Monsieur le Président,

Les discussions sur la réforme du Conseil de sécurité au sein de l’Assemblée générale durent depuis près de deux décennies et nous sommes encore loin d’aboutir sur le sujet. Le processus est long, difficile et frustrant à bien des égards.

Pourtant, si les progrès enregistrés peuvent légitimement apparaitre comme insuffisants du point de vue d’un très grand nombre de délégations, dont la mienne, de tels progrès existent et il convient de nous appuyer sur ces acquis lors de la 72ème session.

Ainsi, sous la conduite de l’Ambassadeur Courtenay Rattray, les travaux menés lors de la 69e session de l’Assemblée générale des Nations unies ont permis d’aboutir à un premier résultat concret, avec l’élaboration d’un document-cadre susceptible de préfigurer une négociation globale. Ce document a reçu le soutien et les contributions d’une grande majorité d’Etat membres.

Ensuite, les travaux menés au cours de la 70ème session, sous la conduite de l’Ambassadrice Sylvie Lucas, ont permis de dégager des éléments de convergence sur deux points clés de la réforme. Cette année enfin, des travaux menés lors de la 71ème session, sous la conduite des Ambassadeurs Khaled Khiari et Ion Jinga, ont permis de dégager des points communs sur certains éléments de la réforme.

La France souhaite que le résultat de l’ensemble de ces travaux serve de base au cycle de négociations intergouvernementales qui s’ouvre lors de cette session, afin d’enregistrer des progrès décisifs.

De tels progrès sont nécessaires, alors que le Secrétaire-général a entrepris un processus ambitieux de réforme de notre Organisation en ce qui concerne le pilier paix et sécurité, le développement et la gestion des Nations Unies. L’Assemblée générale se doit de montrer un engagement tout aussi résolu en faveur de la réforme du Conseil de sécurité.

Pour effectuer de tels progrès de manière décisive, ma délégation considère, comme une très grande majorité des délégations et sous l’impulsion notamment du groupe des amis de la réforme, qu’il est désormais nécessaire de débuter dès que possible la négociation d’un texte. Nous comptons sur les nouveaux co-facilitateurs pour œuvrer dans ce sens.

En effet, cette réforme est fondamentale : le Conseil de Sécurité doit davantage refléter les réalités du monde d’aujourd’hui, tout en préservant sa nature exécutive et décisionnelle, renforçant ainsi sa capacité à assumer pleinement ses responsabilités en matière de maintien de la paix et de la sécurité internationales.

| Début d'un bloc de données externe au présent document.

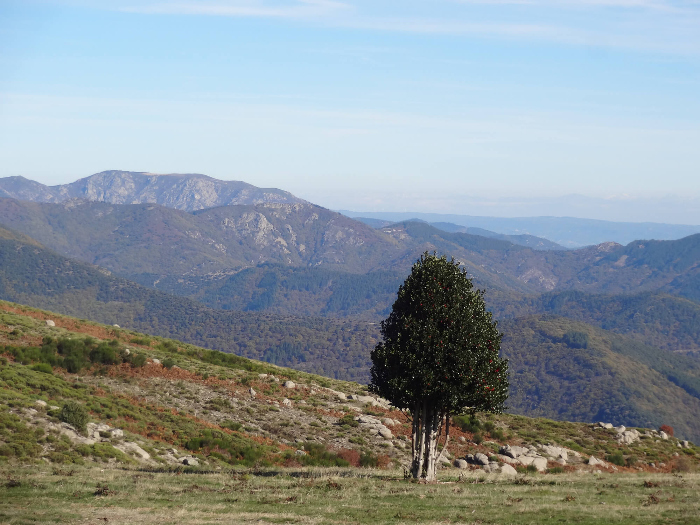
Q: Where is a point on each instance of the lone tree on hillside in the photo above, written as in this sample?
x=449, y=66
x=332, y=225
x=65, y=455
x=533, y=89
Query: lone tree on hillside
x=439, y=357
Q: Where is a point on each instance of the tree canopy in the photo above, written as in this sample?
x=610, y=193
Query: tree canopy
x=440, y=354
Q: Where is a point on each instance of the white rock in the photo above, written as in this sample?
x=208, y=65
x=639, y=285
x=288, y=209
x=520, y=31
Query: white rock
x=540, y=464
x=483, y=459
x=507, y=470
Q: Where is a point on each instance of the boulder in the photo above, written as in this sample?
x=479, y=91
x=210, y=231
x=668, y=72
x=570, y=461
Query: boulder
x=481, y=459
x=507, y=470
x=385, y=433
x=593, y=461
x=460, y=463
x=540, y=464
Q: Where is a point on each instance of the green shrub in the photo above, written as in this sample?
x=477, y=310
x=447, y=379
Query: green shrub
x=138, y=360
x=348, y=421
x=43, y=367
x=467, y=423
x=74, y=414
x=616, y=458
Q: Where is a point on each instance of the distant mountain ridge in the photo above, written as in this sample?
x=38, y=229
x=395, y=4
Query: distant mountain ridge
x=187, y=192
x=569, y=232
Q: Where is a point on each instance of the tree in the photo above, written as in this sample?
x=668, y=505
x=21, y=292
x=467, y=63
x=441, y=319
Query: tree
x=439, y=356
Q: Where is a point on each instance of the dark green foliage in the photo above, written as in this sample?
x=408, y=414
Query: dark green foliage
x=440, y=344
x=467, y=423
x=576, y=339
x=74, y=414
x=43, y=367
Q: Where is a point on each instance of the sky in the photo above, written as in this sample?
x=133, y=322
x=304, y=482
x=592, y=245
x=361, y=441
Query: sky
x=587, y=108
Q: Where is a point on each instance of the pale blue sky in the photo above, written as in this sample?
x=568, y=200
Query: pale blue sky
x=456, y=106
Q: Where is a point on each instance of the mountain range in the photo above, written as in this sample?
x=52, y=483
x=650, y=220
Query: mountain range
x=298, y=285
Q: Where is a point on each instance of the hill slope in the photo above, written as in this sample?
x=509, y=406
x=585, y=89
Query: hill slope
x=187, y=192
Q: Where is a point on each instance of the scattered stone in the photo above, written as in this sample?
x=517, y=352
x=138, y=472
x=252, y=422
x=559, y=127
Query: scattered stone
x=507, y=470
x=540, y=464
x=461, y=463
x=595, y=461
x=385, y=433
x=480, y=458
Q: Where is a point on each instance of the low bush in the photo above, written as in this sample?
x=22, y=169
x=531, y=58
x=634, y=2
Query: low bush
x=75, y=415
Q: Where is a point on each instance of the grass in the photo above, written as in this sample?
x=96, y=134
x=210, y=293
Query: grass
x=319, y=496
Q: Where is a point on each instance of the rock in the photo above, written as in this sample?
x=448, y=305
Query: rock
x=507, y=470
x=540, y=464
x=133, y=449
x=492, y=468
x=480, y=458
x=513, y=452
x=460, y=463
x=595, y=461
x=628, y=437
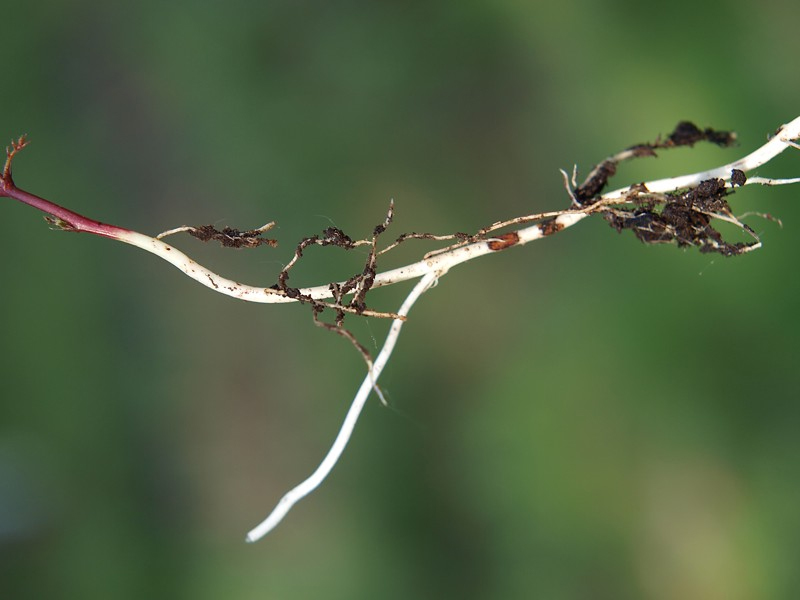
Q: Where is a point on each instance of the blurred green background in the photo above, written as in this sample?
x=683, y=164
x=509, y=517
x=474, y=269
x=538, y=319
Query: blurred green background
x=585, y=417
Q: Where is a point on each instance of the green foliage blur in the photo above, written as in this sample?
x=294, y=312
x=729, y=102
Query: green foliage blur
x=586, y=417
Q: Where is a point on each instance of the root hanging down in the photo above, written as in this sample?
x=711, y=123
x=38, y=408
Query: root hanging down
x=682, y=210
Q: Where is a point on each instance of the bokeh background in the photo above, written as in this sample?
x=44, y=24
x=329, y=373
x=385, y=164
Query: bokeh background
x=585, y=417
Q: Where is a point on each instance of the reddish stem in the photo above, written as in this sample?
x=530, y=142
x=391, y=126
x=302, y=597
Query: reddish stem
x=63, y=218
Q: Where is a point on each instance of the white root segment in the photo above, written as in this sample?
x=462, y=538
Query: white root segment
x=445, y=260
x=348, y=425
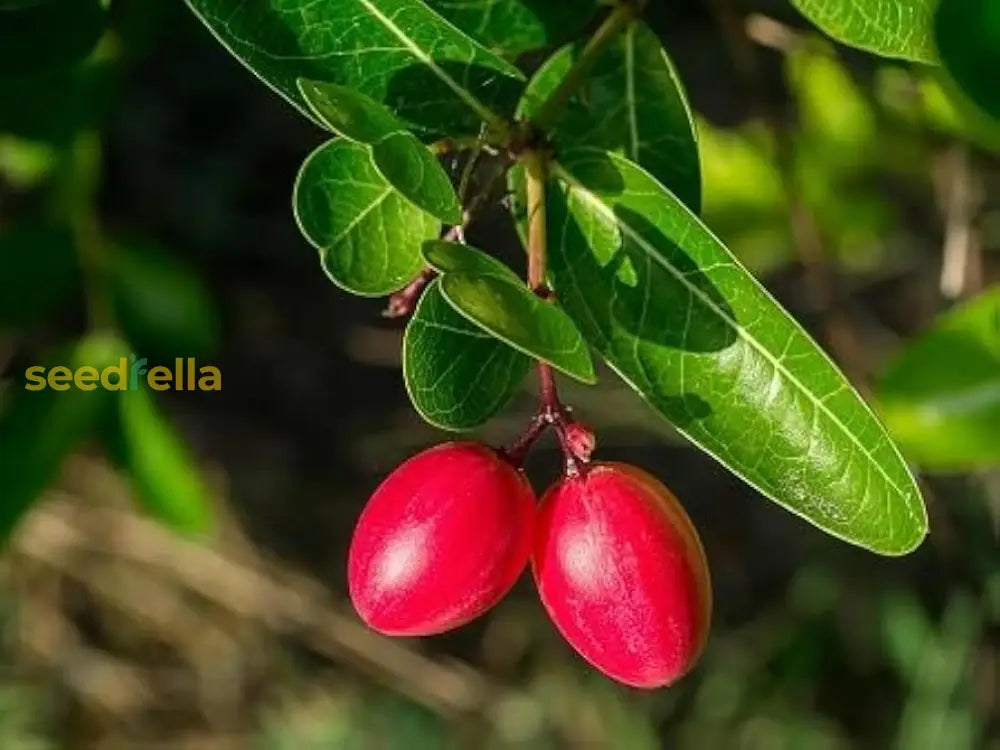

La position de la France est constante et connue à cet égard. Nous souhaitons que le Conseil tienne compte de l’émergence des nouvelles puissances qui ont la volonté et la capacité d’assumer la responsabilité d’une présence permanente au Conseil de Sécurité et qui sont, conformément à la Charte des Nations Unies, en mesure d’apporter une contribution importante à l’action du Conseil. A cet égard, la France apporte son appui à la candidature de l’Allemagne, du Brésil, de l’Inde et du Japon comme membres permanents du Conseil de sécurité, ainsi qu’à une présence renforcée des pays Africains, parmi les membres permanents et non-permanents.

Monsieur le Président,

Comme le Président Emmanuel Macron l’a déclaré dans son discours devant l’Assemblée générale en septembre dernier, nous avons besoin d’un Conseil de sécurité capable de prendre des décisions appropriées et efficaces, sans être entravé par l’exercice du veto lorsque des atrocités de masse sont commises. C’est dans cet esprit que la France a proposé, depuis 2013 déjà, que les cinq membres permanents du Conseil s’engagent volontairement et collectivement à ne pas recourir au veto en cas d’atrocités de masse. Cette démarche volontaire n’exige pas une révision de la Charte mais un engagement politique. La France l’a pris pour sa part, à la tribune de l’Assemblée générale, par la voix du président de la République en 2015.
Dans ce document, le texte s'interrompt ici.